In his letter of recall, Mr Tshabangu said the legislators had ceased to be members of the CCC, amid allegations they had been imposed on the electorate in the run-up to the elections by party leader Mr Nelson Chamisa, exposing the shortcomings of his “strategic ambiguity” stance he had adopted.

Before the dust had settled following the initial recalls, Mr Tshabangu struck again, recalling a further 18 legislators from both the National Assembly and Senate.

During by-elections held on December 9 to replace the recalled legislators, Zanu PF won seven of the nine contested seats, increasing its dominance in the National Assembly to 144 of the electable constituencies.
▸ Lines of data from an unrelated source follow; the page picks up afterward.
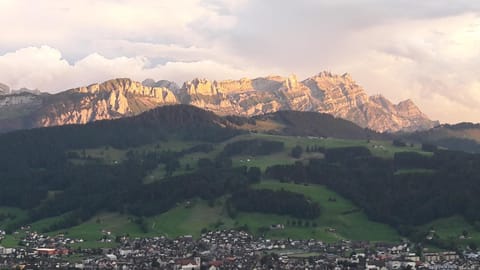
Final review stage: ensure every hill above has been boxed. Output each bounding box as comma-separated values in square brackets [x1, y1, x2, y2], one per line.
[0, 72, 436, 132]
[0, 105, 480, 249]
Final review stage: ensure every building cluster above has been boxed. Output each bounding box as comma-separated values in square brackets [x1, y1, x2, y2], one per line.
[0, 230, 480, 270]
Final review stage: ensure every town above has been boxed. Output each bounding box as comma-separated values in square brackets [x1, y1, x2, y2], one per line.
[0, 227, 480, 270]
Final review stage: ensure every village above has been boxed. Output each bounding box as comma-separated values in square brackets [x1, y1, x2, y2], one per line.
[0, 228, 480, 270]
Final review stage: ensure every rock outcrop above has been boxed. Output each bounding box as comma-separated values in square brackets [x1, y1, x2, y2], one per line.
[0, 72, 437, 132]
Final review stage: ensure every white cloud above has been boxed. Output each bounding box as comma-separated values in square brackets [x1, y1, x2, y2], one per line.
[0, 46, 266, 92]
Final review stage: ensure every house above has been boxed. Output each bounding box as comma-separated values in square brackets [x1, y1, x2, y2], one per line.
[423, 253, 441, 262]
[173, 257, 201, 270]
[270, 224, 285, 230]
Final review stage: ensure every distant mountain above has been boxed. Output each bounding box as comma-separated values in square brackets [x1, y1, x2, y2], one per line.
[404, 123, 480, 153]
[0, 72, 438, 132]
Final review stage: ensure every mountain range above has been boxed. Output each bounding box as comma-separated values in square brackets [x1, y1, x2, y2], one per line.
[0, 72, 438, 132]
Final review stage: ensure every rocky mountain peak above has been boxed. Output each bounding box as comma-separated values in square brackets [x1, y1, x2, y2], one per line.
[0, 71, 437, 132]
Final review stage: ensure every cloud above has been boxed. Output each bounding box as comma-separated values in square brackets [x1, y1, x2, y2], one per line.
[0, 0, 480, 122]
[0, 46, 261, 92]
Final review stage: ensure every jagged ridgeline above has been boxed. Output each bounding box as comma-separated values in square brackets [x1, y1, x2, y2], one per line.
[0, 72, 436, 132]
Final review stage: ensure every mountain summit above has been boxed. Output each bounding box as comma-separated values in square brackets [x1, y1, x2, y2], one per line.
[0, 72, 437, 132]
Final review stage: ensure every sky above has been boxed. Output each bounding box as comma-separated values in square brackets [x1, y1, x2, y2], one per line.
[0, 0, 480, 123]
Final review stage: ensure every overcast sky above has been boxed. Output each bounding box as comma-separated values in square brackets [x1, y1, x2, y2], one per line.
[0, 0, 480, 122]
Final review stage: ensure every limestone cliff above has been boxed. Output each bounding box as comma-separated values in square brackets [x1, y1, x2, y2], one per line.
[35, 79, 177, 126]
[0, 72, 437, 132]
[179, 72, 436, 132]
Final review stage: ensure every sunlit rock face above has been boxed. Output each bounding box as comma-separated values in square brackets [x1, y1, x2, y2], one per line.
[0, 72, 437, 132]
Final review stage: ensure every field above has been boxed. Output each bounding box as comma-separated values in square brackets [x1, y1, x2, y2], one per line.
[0, 133, 436, 247]
[420, 216, 480, 245]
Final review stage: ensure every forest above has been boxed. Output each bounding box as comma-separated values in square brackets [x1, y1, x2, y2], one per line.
[266, 147, 480, 234]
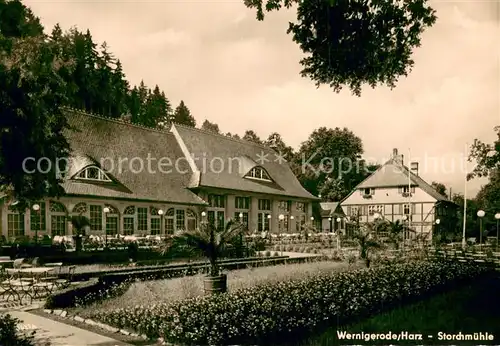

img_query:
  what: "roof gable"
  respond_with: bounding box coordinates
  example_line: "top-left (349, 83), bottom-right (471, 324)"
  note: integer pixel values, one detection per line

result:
top-left (62, 110), bottom-right (205, 204)
top-left (172, 124), bottom-right (318, 200)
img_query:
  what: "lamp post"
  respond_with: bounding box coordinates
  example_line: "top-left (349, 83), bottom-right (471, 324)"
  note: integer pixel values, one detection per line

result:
top-left (278, 214), bottom-right (285, 256)
top-left (477, 210), bottom-right (486, 250)
top-left (33, 204), bottom-right (42, 244)
top-left (238, 213), bottom-right (246, 257)
top-left (102, 207), bottom-right (110, 249)
top-left (495, 213), bottom-right (500, 251)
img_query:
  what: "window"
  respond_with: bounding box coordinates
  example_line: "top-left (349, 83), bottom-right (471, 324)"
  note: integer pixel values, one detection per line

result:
top-left (257, 213), bottom-right (271, 232)
top-left (246, 167), bottom-right (272, 181)
top-left (137, 208), bottom-right (148, 232)
top-left (73, 203), bottom-right (87, 214)
top-left (368, 205), bottom-right (384, 215)
top-left (208, 195), bottom-right (226, 208)
top-left (175, 209), bottom-right (186, 232)
top-left (106, 215), bottom-right (118, 235)
top-left (89, 205), bottom-right (102, 231)
top-left (50, 215), bottom-right (66, 236)
top-left (49, 201), bottom-right (67, 236)
top-left (234, 197), bottom-right (250, 209)
top-left (399, 185), bottom-right (415, 195)
top-left (259, 199), bottom-right (271, 210)
top-left (165, 208), bottom-right (175, 234)
top-left (186, 209), bottom-right (196, 231)
top-left (234, 211), bottom-right (248, 227)
top-left (123, 216), bottom-right (134, 235)
top-left (207, 210), bottom-right (225, 229)
top-left (7, 213), bottom-right (24, 238)
top-left (30, 202), bottom-right (47, 232)
top-left (76, 166), bottom-right (111, 182)
top-left (361, 187), bottom-right (375, 196)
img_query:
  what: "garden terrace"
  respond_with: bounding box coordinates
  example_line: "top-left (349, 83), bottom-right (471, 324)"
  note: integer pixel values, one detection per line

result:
top-left (79, 261), bottom-right (491, 345)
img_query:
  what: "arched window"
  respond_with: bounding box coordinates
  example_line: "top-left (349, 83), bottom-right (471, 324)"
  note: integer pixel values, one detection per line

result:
top-left (7, 206), bottom-right (25, 239)
top-left (123, 205), bottom-right (135, 235)
top-left (149, 207), bottom-right (161, 235)
top-left (49, 201), bottom-right (67, 236)
top-left (75, 166), bottom-right (112, 182)
top-left (186, 209), bottom-right (196, 231)
top-left (103, 204), bottom-right (120, 235)
top-left (245, 167), bottom-right (272, 181)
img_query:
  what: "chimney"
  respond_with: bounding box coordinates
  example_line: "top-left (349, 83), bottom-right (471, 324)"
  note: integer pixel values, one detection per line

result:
top-left (392, 148), bottom-right (404, 165)
top-left (410, 162), bottom-right (418, 176)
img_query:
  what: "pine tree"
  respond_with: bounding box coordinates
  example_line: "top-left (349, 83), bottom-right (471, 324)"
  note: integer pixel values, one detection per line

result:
top-left (173, 101), bottom-right (196, 127)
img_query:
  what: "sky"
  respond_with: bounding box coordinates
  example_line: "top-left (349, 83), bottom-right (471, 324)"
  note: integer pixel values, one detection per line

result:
top-left (24, 0), bottom-right (500, 196)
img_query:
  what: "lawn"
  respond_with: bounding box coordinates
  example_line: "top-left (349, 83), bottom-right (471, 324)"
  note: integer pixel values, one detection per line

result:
top-left (295, 276), bottom-right (500, 346)
top-left (73, 261), bottom-right (361, 317)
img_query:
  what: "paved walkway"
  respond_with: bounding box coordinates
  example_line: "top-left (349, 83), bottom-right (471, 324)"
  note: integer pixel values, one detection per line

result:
top-left (9, 310), bottom-right (129, 346)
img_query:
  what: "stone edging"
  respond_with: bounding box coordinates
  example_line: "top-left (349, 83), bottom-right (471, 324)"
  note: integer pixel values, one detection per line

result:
top-left (43, 309), bottom-right (177, 346)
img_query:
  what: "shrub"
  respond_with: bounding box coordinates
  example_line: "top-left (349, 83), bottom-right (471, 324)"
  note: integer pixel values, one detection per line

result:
top-left (0, 314), bottom-right (35, 346)
top-left (88, 261), bottom-right (489, 345)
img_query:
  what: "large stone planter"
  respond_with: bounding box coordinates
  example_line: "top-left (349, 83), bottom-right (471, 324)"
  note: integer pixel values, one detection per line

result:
top-left (203, 274), bottom-right (227, 295)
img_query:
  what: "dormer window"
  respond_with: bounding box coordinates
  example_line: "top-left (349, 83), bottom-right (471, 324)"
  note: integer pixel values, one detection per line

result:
top-left (246, 167), bottom-right (272, 181)
top-left (75, 166), bottom-right (112, 182)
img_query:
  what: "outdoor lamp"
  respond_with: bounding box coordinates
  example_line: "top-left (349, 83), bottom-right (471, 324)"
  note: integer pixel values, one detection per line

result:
top-left (477, 209), bottom-right (486, 248)
top-left (33, 204), bottom-right (42, 243)
top-left (495, 213), bottom-right (500, 250)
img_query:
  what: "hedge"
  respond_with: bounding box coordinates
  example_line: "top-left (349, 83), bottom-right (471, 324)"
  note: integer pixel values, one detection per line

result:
top-left (92, 261), bottom-right (491, 345)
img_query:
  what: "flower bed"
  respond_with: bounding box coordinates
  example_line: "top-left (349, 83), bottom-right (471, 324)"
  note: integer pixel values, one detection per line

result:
top-left (87, 262), bottom-right (489, 345)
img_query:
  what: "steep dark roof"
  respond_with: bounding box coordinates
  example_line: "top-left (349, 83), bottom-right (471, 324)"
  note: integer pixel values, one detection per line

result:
top-left (63, 110), bottom-right (204, 204)
top-left (172, 124), bottom-right (319, 200)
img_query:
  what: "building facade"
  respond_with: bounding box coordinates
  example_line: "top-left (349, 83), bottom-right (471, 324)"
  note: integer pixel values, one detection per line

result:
top-left (0, 110), bottom-right (318, 239)
top-left (341, 149), bottom-right (458, 239)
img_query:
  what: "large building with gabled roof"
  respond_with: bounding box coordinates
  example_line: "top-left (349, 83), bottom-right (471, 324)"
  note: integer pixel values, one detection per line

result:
top-left (341, 149), bottom-right (457, 238)
top-left (1, 110), bottom-right (319, 238)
With more by-elections scheduled for February 3 this new year, the ruling party is expected to further enhance its majority in the National Assembly, with seemingly no end in sight to the factionalism rocking the CCC.
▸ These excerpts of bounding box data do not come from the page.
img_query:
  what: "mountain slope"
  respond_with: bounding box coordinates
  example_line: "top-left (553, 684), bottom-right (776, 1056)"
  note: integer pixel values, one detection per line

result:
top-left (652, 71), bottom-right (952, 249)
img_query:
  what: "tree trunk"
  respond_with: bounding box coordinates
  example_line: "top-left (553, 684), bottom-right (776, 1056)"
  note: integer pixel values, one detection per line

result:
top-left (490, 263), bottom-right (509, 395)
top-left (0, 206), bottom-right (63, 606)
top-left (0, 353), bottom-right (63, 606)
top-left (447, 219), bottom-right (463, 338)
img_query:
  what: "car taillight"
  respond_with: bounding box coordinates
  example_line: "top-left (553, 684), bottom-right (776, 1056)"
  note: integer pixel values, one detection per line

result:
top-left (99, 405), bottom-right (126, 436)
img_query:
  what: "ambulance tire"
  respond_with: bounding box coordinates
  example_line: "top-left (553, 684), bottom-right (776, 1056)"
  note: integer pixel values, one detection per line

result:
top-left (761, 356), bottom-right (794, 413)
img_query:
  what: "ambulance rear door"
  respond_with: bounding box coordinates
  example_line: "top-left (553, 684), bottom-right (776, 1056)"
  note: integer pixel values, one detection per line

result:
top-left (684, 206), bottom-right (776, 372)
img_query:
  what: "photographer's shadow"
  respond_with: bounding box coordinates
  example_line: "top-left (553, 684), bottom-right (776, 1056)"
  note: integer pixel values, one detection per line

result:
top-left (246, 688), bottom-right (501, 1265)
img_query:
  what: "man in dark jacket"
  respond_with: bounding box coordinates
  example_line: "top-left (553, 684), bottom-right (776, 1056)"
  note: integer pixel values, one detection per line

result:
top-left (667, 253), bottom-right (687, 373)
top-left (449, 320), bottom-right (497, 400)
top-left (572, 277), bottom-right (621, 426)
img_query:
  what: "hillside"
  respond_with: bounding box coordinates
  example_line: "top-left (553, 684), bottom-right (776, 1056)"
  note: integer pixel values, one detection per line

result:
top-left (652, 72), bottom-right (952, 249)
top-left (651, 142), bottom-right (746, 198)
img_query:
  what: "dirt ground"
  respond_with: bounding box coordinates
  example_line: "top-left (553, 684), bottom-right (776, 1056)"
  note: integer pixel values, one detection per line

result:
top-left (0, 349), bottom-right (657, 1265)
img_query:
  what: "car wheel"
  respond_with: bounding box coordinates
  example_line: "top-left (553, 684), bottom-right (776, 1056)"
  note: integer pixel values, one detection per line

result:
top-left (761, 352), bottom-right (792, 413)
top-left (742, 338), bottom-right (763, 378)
The faction led by Mr Tshabangu has fielded its own candidates to take part in the polls while the Mr Chamisa-led faction has defiantly deployed the recalled MPs to try and retain their seats through the by-elections.

However, in a clear exhibition of the confusion within the beleaguered party, both factions are using Mr Chamisa’s face as their logo with ballot papers set to bear the opposition leader’s image when they are printed.

The by-elections will be held in Pelandaba, Goromonzi South, Seke, Chegutu West, Zvimba East and Mkoba North constituencies.

Political analyst Mr Tinashe Tiki said the implosion in the CCC was evidence of the lack of grassroots connection in the beleaguered opposition party.

“The divisions within the CCC are an extension of the factional fights that have characterised the opposition party in its various guises since the formation of the MDC.

“As a foreign-sponsored party, it lacks connection with ordinary Zimbabweans as it answers to its sponsors in the West and lacks any ideological grounding,” he said.

Another analyst, Mr Goodwine Mureriwa, said the fights in the CCC vindicated the decision by Zimbabweans to reject it in last August’s polls. “The fights within the opposition party are about individuals and not about anything they want to offer the electorate.

“This shows that Zimbabweans were right to reject the opposition during the August 23 and 24 harmonised elections,” he said.

As a New Year begins today, many Zimbabweans — including Zanu PF supporters — are hopeful of new developments while for the CCC, it’s the fear of the Tshabangu axe.